The Wolf Princess: Chapter 47
Tireachan was right about one thing: the Ulic feared Conlan.
If he had not seen it himself, he might not have believed it. But when the three prisoners were brought to the gallows, assailed by a frothing mob of peasants and nobles alike, shouting and cursing, they registered no emotion. As they were roughly pushed onto the trap doors, nooses dangling before them, there were no tears in their eyes. No flicker of unease at the fate awaiting them when the those deathly ropes were knotted about their necks.
Their utterly blank expressions only served to incite the crowd further. Hundreds of people began to sway and churn like a sea in a storm.
Maolan, stationed up on the inner wall’s parapets beside the king, pursed his lips as a woman below, overtaken by her own grief-stricken wails fainted away, sinking like a ship beneath the crowd.
He leaned toward the king, who freshly bathed and allowed himself to be royally appointed with by a gold circlet and ermine-edged mantle, looked more himself again than he had in the last eight years.
“Sire, perhaps we should send down more guards to quell—”
Before he could finish, a hushed silence fell over the teeming mob. Maolan blinked, startled by the sudden cessation of noise.
Slowly, as though burdened by age or some unseen weight, the wolf mounted the platform behind the prisoners.
In the clouded light of morning, the steel plates of his mask shivered in cold flashes.
Uncertainty creased the faces of the Ulic, who could not yet see the wolf behind them.

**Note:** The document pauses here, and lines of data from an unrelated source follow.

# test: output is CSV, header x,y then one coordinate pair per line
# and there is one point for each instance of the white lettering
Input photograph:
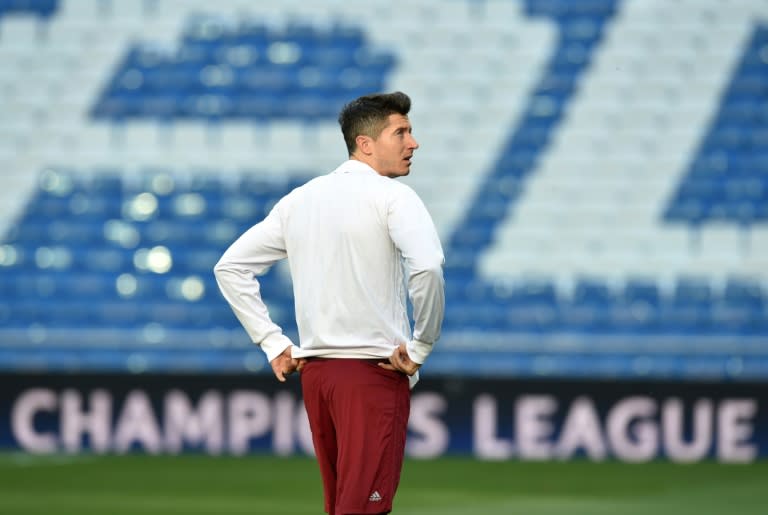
x,y
137,424
183,424
532,427
632,438
433,437
733,428
581,430
23,420
673,427
75,422
283,432
249,417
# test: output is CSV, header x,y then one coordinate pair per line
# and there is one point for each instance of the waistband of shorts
x,y
364,360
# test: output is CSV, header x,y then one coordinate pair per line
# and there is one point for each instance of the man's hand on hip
x,y
400,361
284,364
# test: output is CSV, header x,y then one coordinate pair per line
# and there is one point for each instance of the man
x,y
354,239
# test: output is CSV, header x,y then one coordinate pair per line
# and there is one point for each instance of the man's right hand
x,y
400,361
284,364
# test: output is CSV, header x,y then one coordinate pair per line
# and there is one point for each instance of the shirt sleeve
x,y
250,256
413,232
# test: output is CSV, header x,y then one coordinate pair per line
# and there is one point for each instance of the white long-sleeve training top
x,y
355,240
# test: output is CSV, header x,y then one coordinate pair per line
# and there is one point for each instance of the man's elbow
x,y
431,268
221,268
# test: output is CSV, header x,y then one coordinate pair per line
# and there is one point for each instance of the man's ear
x,y
364,144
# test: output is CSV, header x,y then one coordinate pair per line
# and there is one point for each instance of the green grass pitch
x,y
193,484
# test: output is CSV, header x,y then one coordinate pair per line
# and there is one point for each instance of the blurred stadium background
x,y
597,169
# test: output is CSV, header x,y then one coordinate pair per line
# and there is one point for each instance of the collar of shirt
x,y
354,166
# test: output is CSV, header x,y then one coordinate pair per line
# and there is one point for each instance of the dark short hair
x,y
367,115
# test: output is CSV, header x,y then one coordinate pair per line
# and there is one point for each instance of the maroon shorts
x,y
358,414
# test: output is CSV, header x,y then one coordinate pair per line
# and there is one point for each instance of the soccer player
x,y
357,242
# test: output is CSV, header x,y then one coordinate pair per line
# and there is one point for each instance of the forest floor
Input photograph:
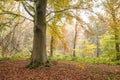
x,y
16,70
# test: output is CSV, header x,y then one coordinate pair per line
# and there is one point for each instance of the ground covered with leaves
x,y
16,70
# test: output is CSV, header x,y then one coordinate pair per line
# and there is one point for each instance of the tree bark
x,y
75,39
117,47
51,46
39,56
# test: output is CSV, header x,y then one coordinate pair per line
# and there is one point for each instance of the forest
x,y
59,39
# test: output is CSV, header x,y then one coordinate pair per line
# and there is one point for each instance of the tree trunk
x,y
117,47
51,46
75,39
39,56
97,44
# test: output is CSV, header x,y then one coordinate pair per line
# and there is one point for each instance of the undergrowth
x,y
107,61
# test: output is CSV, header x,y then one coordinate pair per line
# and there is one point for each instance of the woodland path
x,y
16,70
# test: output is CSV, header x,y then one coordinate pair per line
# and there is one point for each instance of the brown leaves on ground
x,y
16,70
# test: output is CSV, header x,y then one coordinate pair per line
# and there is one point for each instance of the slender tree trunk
x,y
116,37
75,39
97,44
117,47
39,56
51,46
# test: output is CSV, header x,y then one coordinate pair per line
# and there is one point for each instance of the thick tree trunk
x,y
39,56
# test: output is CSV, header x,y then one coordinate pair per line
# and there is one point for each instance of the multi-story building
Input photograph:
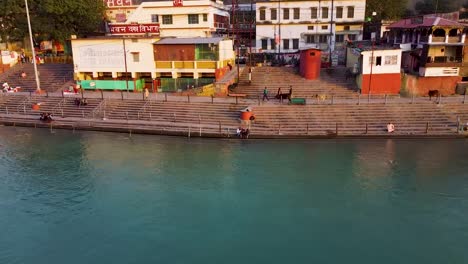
x,y
168,64
434,52
194,18
287,26
242,26
119,10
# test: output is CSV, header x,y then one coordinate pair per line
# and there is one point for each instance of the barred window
x,y
193,18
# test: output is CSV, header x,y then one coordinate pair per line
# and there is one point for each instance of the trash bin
x,y
461,88
246,115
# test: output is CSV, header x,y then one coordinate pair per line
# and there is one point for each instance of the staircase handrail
x,y
97,111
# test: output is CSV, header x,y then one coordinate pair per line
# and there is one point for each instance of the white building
x,y
193,18
299,24
118,10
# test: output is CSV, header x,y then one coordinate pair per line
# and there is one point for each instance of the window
x,y
274,14
296,13
310,39
167,19
339,38
136,57
391,60
324,12
313,12
323,39
295,43
350,11
378,61
262,14
339,12
193,18
285,43
285,13
264,44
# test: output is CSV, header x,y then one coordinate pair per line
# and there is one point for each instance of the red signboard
x,y
123,29
177,3
117,3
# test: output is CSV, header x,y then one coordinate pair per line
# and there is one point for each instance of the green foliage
x,y
393,9
437,6
50,19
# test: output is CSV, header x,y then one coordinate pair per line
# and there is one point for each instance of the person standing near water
x,y
146,93
265,94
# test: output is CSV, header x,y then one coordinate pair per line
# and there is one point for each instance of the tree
x,y
50,19
437,6
393,9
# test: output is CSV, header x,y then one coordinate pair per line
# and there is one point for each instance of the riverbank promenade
x,y
333,109
220,117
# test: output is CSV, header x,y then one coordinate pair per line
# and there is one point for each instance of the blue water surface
x,y
110,198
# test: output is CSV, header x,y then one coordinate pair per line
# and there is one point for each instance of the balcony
x,y
186,65
438,39
444,61
455,39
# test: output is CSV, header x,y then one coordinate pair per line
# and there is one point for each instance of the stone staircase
x,y
176,112
330,83
53,77
271,120
57,106
322,120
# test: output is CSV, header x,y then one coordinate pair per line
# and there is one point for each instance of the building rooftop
x,y
425,22
197,40
366,45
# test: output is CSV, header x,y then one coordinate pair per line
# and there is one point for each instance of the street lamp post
x,y
125,64
38,84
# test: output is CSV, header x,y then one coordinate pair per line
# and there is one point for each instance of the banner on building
x,y
117,3
124,29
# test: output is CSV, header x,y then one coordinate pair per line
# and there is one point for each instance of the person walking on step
x,y
265,94
146,93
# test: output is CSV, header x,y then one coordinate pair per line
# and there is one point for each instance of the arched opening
x,y
439,33
453,32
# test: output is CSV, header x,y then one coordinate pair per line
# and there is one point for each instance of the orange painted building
x,y
310,63
379,69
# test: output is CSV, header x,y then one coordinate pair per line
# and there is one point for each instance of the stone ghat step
x,y
213,130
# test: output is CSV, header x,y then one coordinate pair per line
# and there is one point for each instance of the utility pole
x,y
236,38
125,63
38,83
331,33
252,19
372,64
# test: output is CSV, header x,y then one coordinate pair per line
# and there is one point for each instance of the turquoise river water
x,y
109,198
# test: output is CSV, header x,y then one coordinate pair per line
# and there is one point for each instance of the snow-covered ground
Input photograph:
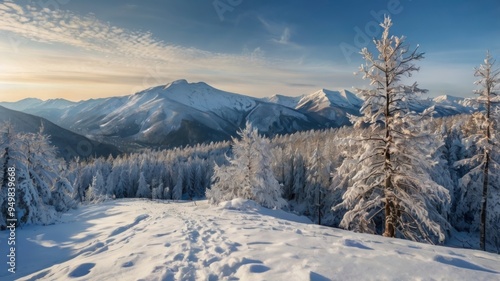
x,y
146,240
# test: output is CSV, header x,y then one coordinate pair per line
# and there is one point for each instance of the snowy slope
x,y
145,240
332,105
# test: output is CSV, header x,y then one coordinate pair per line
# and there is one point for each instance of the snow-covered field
x,y
146,240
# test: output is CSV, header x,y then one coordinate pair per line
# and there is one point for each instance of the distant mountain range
x,y
182,113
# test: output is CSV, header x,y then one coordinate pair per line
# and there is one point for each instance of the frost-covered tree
x,y
314,189
249,174
477,182
143,190
62,195
392,178
178,187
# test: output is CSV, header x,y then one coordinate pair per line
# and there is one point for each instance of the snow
x,y
325,98
160,240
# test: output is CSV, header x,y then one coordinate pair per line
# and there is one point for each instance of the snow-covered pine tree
x,y
96,190
249,174
179,185
314,189
393,162
62,195
483,162
143,190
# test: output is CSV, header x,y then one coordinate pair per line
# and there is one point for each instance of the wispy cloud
x,y
85,50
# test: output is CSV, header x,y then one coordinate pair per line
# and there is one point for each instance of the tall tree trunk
x,y
388,188
484,203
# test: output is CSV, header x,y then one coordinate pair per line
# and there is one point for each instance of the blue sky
x,y
87,49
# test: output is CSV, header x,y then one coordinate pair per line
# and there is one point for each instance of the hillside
x,y
68,143
142,239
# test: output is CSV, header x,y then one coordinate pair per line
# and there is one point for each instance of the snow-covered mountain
x,y
175,114
135,239
332,105
68,143
181,113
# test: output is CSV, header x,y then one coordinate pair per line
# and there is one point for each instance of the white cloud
x,y
86,50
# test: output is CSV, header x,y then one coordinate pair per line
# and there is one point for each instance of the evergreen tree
x,y
249,174
483,162
393,172
143,190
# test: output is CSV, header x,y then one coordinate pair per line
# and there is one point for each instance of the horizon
x,y
80,51
195,82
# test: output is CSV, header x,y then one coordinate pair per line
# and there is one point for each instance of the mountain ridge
x,y
183,113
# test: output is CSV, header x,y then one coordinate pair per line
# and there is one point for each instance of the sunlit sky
x,y
79,50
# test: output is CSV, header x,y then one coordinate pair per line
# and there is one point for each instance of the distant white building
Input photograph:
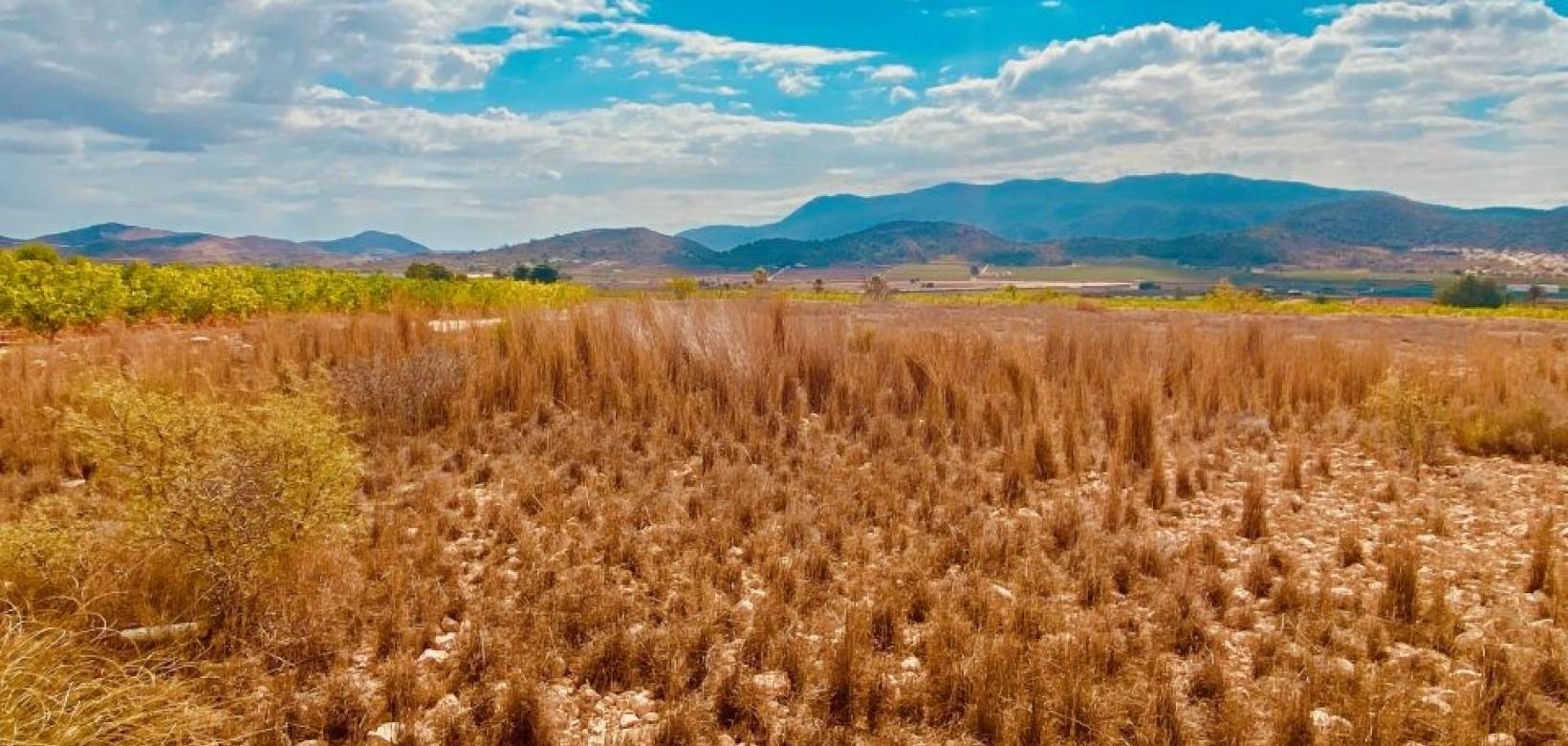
x,y
1545,289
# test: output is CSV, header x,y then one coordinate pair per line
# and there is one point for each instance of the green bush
x,y
541,273
428,270
683,287
229,491
1472,292
46,295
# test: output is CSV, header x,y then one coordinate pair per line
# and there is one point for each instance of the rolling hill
x,y
1399,223
891,243
636,247
1165,206
121,242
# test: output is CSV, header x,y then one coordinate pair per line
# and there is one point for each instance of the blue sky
x,y
474,122
940,39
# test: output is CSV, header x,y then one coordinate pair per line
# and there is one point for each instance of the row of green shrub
x,y
46,295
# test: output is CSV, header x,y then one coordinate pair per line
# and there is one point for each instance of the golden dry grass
x,y
679,522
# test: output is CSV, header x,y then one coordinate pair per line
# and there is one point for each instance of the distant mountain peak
x,y
1154,206
120,240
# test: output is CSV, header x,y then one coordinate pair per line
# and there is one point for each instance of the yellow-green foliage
x,y
54,691
1410,412
228,490
38,555
49,295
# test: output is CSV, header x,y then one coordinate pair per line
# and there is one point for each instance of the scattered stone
x,y
1325,721
386,733
433,655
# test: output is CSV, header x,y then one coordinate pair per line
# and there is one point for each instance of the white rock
x,y
642,704
386,733
433,655
1325,721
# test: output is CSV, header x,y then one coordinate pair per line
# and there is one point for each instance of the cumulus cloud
x,y
798,83
891,74
212,118
687,47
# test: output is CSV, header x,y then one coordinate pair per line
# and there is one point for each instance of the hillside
x,y
120,242
1399,223
892,243
1166,206
636,247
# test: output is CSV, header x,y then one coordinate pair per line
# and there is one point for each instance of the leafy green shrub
x,y
428,270
1472,292
683,287
229,491
48,296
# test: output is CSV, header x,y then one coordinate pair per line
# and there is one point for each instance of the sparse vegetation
x,y
789,522
46,295
1472,292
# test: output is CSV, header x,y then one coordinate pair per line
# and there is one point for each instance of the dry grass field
x,y
657,522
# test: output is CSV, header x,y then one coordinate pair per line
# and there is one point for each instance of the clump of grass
x,y
55,690
1401,581
1541,569
1254,512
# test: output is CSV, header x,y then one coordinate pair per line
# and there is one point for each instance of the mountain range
x,y
889,243
121,242
1198,220
1164,206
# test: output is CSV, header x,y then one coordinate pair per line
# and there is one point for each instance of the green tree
x,y
544,274
428,270
683,287
1472,292
877,289
1535,294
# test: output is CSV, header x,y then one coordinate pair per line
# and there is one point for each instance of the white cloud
x,y
798,83
725,91
93,130
683,47
891,74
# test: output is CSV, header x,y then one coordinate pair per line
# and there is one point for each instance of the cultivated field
x,y
756,520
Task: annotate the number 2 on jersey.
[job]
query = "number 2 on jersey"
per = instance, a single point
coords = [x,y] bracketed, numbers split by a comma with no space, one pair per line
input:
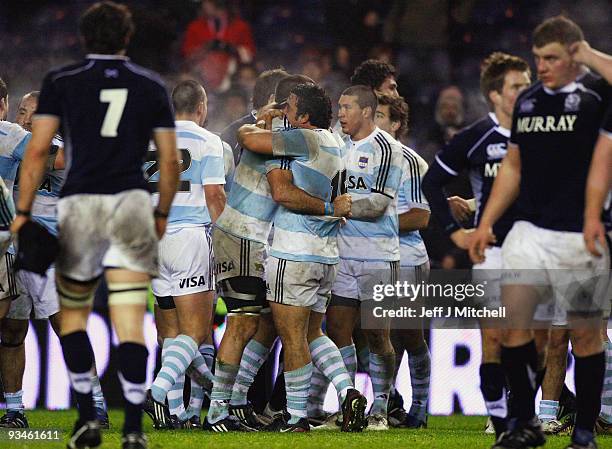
[116,99]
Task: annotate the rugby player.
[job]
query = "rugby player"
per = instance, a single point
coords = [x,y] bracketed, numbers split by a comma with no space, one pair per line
[554,128]
[38,296]
[185,288]
[304,253]
[413,215]
[109,108]
[369,242]
[240,238]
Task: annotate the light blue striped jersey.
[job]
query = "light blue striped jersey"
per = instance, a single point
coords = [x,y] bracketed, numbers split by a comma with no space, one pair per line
[317,169]
[44,208]
[13,142]
[374,165]
[201,160]
[7,207]
[229,166]
[410,196]
[249,209]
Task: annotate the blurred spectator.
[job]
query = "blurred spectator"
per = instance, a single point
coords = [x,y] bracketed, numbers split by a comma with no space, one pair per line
[230,106]
[244,78]
[263,93]
[449,118]
[216,41]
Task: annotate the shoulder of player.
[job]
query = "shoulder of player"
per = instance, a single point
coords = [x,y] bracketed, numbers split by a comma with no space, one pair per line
[383,141]
[412,156]
[12,129]
[146,74]
[469,137]
[69,69]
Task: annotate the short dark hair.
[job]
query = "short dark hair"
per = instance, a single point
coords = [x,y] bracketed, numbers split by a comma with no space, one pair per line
[265,84]
[3,89]
[494,68]
[187,95]
[366,98]
[33,94]
[372,73]
[312,100]
[286,85]
[106,27]
[557,29]
[398,111]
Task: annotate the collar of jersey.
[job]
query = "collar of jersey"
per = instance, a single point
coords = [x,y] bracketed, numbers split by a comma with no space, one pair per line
[500,129]
[187,124]
[365,139]
[112,57]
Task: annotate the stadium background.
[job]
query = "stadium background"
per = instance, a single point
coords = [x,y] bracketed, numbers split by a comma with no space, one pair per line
[436,46]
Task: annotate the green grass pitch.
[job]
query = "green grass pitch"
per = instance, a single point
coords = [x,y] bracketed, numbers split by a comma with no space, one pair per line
[444,432]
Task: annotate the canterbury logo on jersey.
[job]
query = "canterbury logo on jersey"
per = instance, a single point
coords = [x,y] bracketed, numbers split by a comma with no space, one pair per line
[356,182]
[491,169]
[46,185]
[195,281]
[223,267]
[546,124]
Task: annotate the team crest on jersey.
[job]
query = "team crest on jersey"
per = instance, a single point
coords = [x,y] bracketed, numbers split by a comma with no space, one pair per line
[527,105]
[496,150]
[572,102]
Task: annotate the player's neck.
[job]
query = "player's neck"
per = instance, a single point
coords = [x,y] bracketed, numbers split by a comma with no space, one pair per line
[365,130]
[188,117]
[504,120]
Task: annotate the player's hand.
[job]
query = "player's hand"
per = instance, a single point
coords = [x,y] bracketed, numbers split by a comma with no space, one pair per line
[480,240]
[18,222]
[460,208]
[160,226]
[462,238]
[268,114]
[580,51]
[342,205]
[593,233]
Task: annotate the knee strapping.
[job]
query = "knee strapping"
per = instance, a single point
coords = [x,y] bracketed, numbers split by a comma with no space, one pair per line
[71,299]
[127,293]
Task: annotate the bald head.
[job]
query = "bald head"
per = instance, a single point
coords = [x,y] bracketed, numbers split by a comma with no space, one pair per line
[190,101]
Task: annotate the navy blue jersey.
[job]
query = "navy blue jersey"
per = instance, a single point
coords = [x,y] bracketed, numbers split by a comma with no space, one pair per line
[480,149]
[108,108]
[556,133]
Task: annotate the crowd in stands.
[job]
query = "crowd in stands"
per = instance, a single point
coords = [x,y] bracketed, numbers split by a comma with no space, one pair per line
[435,45]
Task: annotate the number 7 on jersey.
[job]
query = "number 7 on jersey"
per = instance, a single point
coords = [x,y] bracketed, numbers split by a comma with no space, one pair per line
[116,99]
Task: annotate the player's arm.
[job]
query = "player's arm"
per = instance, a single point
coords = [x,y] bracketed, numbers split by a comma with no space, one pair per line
[598,187]
[504,192]
[436,178]
[165,142]
[288,195]
[387,176]
[255,139]
[215,200]
[34,165]
[600,62]
[416,219]
[416,216]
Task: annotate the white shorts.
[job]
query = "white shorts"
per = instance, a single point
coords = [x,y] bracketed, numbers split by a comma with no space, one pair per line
[185,262]
[559,266]
[106,231]
[9,287]
[414,274]
[490,272]
[38,295]
[356,278]
[303,284]
[235,256]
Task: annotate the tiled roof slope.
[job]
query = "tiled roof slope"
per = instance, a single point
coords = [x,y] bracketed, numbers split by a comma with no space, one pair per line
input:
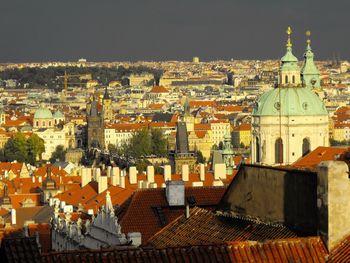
[140,215]
[318,155]
[20,250]
[341,253]
[213,230]
[288,250]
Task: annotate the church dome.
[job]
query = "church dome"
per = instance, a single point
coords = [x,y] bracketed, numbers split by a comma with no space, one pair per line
[58,114]
[42,113]
[289,101]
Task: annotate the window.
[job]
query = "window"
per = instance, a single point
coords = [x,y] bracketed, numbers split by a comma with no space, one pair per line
[257,150]
[279,151]
[306,146]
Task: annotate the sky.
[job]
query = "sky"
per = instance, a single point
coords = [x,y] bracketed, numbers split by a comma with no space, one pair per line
[154,30]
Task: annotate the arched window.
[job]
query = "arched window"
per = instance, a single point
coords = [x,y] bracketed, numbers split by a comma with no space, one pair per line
[279,151]
[306,146]
[257,150]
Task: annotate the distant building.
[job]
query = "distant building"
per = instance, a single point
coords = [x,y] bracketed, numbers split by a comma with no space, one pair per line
[291,120]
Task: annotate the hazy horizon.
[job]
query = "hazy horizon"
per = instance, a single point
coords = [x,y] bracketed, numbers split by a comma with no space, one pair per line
[162,30]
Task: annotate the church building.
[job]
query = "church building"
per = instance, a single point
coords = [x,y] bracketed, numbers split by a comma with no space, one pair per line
[290,120]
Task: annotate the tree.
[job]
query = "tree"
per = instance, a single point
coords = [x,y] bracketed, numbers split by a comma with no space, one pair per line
[16,148]
[159,143]
[200,157]
[58,154]
[36,147]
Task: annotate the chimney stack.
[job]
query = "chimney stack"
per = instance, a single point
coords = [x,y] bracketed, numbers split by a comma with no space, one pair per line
[85,176]
[219,171]
[333,201]
[102,184]
[167,172]
[133,175]
[115,178]
[175,193]
[122,181]
[13,217]
[150,174]
[185,172]
[202,171]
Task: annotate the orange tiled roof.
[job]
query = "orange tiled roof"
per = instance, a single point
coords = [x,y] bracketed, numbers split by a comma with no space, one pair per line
[140,216]
[159,89]
[318,155]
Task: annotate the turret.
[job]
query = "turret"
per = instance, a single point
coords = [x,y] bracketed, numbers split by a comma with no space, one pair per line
[289,74]
[309,73]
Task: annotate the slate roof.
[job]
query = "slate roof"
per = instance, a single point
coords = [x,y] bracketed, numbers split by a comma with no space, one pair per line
[214,229]
[20,250]
[288,250]
[140,214]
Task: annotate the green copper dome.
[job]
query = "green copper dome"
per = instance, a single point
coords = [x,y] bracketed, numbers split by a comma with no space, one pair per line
[42,113]
[58,114]
[291,101]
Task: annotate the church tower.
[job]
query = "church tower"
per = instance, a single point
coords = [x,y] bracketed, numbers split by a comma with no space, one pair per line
[309,72]
[107,106]
[95,126]
[290,120]
[289,74]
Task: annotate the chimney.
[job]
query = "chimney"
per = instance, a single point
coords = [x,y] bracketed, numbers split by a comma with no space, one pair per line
[98,174]
[109,170]
[219,171]
[197,184]
[185,173]
[133,175]
[333,202]
[102,184]
[115,179]
[202,171]
[150,174]
[85,176]
[175,193]
[167,172]
[13,217]
[122,181]
[135,237]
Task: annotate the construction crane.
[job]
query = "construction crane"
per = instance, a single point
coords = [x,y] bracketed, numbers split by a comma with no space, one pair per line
[67,76]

Maolan tensed, clenching his jaw. He folded his arms, steeling himself against the grandiloquent oratory the wolf was surely bout to subject him to.
For a show was clearly what the wolf intended as he stalked around the end post and into the Ulic’s view. He kept his eyes straight ahead, slowing his pace to smug prowl. In this manner, he passed a foot before each of the Ulic without so much as glancing at them. As he did, the stoic countenances were stripped from the Ulic. The first left bowing his head, eyes shut. The second watching the wolf with evident terror. The last turning his gaze up to the sky, his lips moving in apparent prayer.
At the opposite post, where the lever waited. The wolf turned and lifted his face to the King. He placed his hand on the mechanism.
The people, too, shifted their faces up to the king. There in black, a crown of gold settled at his brow, like the very mountains of Blackstone.
The king stepped forward, resting his gloved hands upon the crenellations.
Maolan’s arms, despite himself, fell away from his chest to his side. The iron he had positioned within against this pageantry proved brittle and chinked. In the war-weary and sorrow-etched faces of the people below, raised up to their king, he saw for the first time in recent memory, the light of hope. And in turn, that hope shone upon the king and brought a swell in his chest and straightness to his spine that Maolan had thought as lost with the king’s son.
The king raised his hand and dropped his fingers.
The wolf cranked the lever. It sprang loose in a wooden thump. The doors beneath the Ulic opened greedily. Ropes snapped straight and jounced only briefly.
When the last twitch of the Ulic’s limbs was registered, the preternatural silence was broken by a small choked gasp of some long-mourning soul, the sound of a lifetime of losses unleashing tears unanswered by the goddess of justice, the god of vengeance. And so it spread out amongst the others, a collective sobbing for those that had been taken by the Ulic—grandparents, parents, children, lovers, friends. But the tears were no longer fueled by wrath and venom. They were soft and steady as spring rain, a relieved outpouring upon thawing ground.
And try as he might, Maolan could not help form grudging respect for the wolf-pup stepped down from the platform and vanished back through the ranks of soldiers, many also with shining cheeks and bowed heads, without a word.